I came out into the courtyard, went over to my wagon, and put my hand out to stroke my horse. Oy vey! A calamity, a disaster, a catastrophe! No horse! Nu, Tevye, I thought, now you’re really in trouble! I’d read somewhere an awful tale about a gang that spirited away a pious Jew, a Chasid, one evening. They took him to a castle outside the city, gave him food and drink, and then suddenly vanished, leaving him alone with a beautiful woman. The woman soon turned into a wild beast, the wild beast became a cat, and the cat a dragon. I’d better be careful, I thought, and make sure they weren’t putting some
thing over on me!
“Why are you grumbling and fumbling around out there?” they asked.
“An awful thing has happened!” I answered. “I’ve suffered a terrible loss—my horse . . .”
“Your horse,” they said, “is in the stable. Over there.”
I went into the stable and looked around. Yes, as I am a Jew! My handsome fellow was standing there very cozily among the aristocratic horses, deeply absorbed in munching, burying his muzzle in the oats with great relish.

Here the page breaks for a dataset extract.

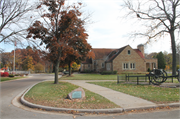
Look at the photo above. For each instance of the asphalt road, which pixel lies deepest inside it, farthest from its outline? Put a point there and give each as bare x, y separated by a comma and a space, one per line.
11, 89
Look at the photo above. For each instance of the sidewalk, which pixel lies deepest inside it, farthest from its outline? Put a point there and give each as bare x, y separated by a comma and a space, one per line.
124, 100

“Listen, smart aleck,” I said to him, “it’s time to go home. Don’t eat so much too quickly—it’ll make you sick.”
I finally convinced him to kindly allow me to hitch him up to the wagon. We headed home, both of us, in a lively, happy frame of mind, I singing “God Our King” tipsily. My little horse was not the same as before—he seemed to have grown a new coat of fur. He didn’t even wait for the whip but ran like the wind. We arrived late that night, and with great excitement and joy I woke up my wife.
“Good evening!” I said. “Happy holiday, Golde!”

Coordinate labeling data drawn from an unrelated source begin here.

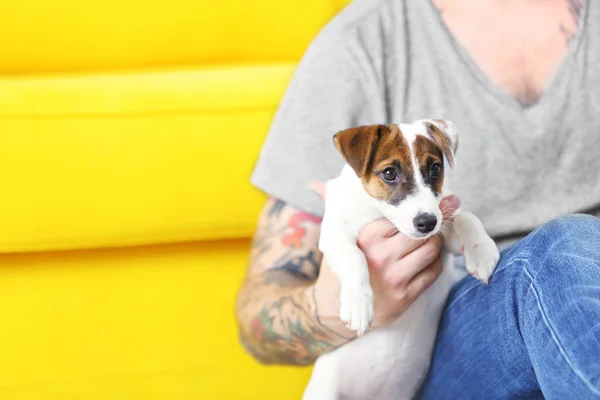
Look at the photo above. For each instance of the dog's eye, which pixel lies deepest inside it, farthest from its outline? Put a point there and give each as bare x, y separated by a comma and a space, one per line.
389, 174
435, 170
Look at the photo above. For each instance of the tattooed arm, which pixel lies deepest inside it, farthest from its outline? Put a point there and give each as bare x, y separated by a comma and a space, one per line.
276, 309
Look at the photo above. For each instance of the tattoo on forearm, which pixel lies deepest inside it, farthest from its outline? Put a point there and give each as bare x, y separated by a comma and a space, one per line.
284, 332
278, 317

“A dismal happy holiday to you, a miserable one,” she said. “What makes you so jolly, my worthy breadwinner? Are you coming from a wedding or from a bris, my gold spinner?”
“It’s a wedding,” I said, “and a bris! Just wait, my wife, and you’ll soon see the treasure I’ve brought home. But first wake up the children, let the poor things also enjoy the Yehupetz delicacies.”

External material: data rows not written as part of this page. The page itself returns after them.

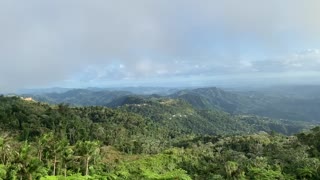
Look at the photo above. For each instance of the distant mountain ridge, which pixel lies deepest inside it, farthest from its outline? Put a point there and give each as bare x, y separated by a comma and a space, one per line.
294, 106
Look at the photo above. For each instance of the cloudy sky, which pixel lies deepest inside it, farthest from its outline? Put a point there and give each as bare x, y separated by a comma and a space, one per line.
81, 43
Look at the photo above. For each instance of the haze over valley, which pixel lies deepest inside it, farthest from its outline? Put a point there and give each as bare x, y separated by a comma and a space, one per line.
185, 89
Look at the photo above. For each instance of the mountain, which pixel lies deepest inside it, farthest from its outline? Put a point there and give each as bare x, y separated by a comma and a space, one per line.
214, 98
290, 103
299, 104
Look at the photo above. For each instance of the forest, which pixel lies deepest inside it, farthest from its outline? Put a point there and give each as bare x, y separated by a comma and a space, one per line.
153, 138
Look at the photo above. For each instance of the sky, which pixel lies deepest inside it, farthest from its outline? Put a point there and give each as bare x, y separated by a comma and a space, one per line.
104, 43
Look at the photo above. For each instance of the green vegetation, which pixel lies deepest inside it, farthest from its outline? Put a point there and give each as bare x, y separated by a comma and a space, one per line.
153, 138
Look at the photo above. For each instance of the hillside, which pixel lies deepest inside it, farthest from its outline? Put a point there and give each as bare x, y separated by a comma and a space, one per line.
297, 104
158, 138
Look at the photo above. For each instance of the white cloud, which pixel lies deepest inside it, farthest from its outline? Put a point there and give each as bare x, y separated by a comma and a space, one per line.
50, 41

“Are you crazy? Are you out of your mind or just delirious? You’re talking like a madman, heaven help us!” She treated me to all the curses in the Bible, as a woman can do.
“A woman,” I said, “remains a woman. No wonder King Solomon complained that even among his thousand wives he couldn’t find a proper one. It’s a good thing, believe me, that it’s out of fashion nowadays to have a lot of wives.”